As I write this on the 17th December, the Christmas spirit is amongst us and the rush is on to get those last presents. Typically bricks and mortar retailers say their busiest day of the year is the 23rd or 24th of December but for online retailers the peak is much earlier as people need to ensure enough time for delivery. The savvier online retailers know that they can use delivery dates to boost sales by reassuring customers delivery will be made in time.
A quick cross section of small to medium online retailers shows that they are losing themselves business by not considering the impact of displaying delivery dates on their products. We always advise our clients to deal upfront with “pain points” upfront, the pain points are the things that might put people off from buying. Typically these include delivery costs, delivery time and product quality. The biggest pain point for those shopping online at this time of year is whether if they purchase the product now, it will be there in time for Christmas. Online retailers not addressing this point are costing themselves a high proportion of business in December. Retailers need to be constantly telling their customers that the dates for delivery in time for Christmas are fast approaching through social media and through good ecommerce email marketing as a great way to remind people to make their purchases in time.
As you’d expect from the biggest online retailer, Amazon are very good at dealing with the issue of delivery date and what you’d need to do in order to guarantee delivery in time for Christmas day. This example shows when you can expect the item to be delivered with the different types of delivery. This helps give customers the extra incentive to make the purchase then and then to get the product as soon as possible.
On the other end of the scale, I want to buy one of the super cool wallets from Suprgood. After adding the product to the cart, I was informed that the price “excludes tax and shipping” leaving me to guess what delivery costs and dates would be. Ideally it would recognise that I’m in the UK and give me information of maximum delivery cost to the UK, along with an estimated delivery date. I went through and found out that delivery only cost around £2 which is not exactly an impediment to purchase. Not displaying this information upfront could lead to me believe it would be much higher and quit the site without making the purchase.

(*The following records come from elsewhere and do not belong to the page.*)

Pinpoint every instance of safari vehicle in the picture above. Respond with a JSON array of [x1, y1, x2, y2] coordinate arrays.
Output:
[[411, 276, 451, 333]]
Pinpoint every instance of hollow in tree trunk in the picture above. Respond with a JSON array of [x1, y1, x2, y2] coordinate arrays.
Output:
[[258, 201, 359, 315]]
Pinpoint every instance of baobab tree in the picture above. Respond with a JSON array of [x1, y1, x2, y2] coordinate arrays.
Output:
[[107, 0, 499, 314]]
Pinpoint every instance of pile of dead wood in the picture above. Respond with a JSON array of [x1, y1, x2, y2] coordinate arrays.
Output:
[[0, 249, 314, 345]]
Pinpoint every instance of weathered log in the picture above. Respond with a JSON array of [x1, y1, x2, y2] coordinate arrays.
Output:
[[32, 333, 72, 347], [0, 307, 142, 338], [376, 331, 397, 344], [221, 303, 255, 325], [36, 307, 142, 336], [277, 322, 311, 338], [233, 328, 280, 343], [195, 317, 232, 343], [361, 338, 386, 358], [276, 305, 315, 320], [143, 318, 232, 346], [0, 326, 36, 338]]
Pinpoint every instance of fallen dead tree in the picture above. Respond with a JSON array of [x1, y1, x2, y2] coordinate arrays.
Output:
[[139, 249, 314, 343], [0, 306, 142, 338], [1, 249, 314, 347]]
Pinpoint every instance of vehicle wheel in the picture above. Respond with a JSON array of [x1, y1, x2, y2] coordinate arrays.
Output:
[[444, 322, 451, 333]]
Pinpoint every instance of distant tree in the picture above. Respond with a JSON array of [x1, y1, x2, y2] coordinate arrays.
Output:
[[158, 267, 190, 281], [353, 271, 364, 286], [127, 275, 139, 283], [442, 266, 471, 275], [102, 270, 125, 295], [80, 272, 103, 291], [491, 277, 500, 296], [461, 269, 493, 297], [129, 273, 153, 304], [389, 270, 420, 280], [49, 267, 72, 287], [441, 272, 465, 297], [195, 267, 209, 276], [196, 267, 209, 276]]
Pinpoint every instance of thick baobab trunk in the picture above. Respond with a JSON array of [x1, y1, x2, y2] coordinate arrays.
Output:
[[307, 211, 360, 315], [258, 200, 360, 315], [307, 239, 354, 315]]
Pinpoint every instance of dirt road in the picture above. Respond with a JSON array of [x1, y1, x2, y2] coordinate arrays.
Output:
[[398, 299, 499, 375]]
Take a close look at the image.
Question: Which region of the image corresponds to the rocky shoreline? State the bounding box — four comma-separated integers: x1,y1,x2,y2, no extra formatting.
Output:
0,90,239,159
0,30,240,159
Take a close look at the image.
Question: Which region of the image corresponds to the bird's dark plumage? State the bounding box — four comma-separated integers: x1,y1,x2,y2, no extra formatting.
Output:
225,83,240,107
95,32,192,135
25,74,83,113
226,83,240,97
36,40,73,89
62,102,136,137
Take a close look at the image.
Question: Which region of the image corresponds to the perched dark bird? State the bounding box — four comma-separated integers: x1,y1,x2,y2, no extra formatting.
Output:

A frequent hesitation for smaller companies promising delivery dates is that they are at the mercy of their delivery companies, and any missed promises usually reflect worse on the retailer than the courier company. However, a sensible buffer period and professionally written delivery information should be enough to mean they can provide the key information that their customers want to know in order to make a purchase from them and help them use delivery dates to boost sales.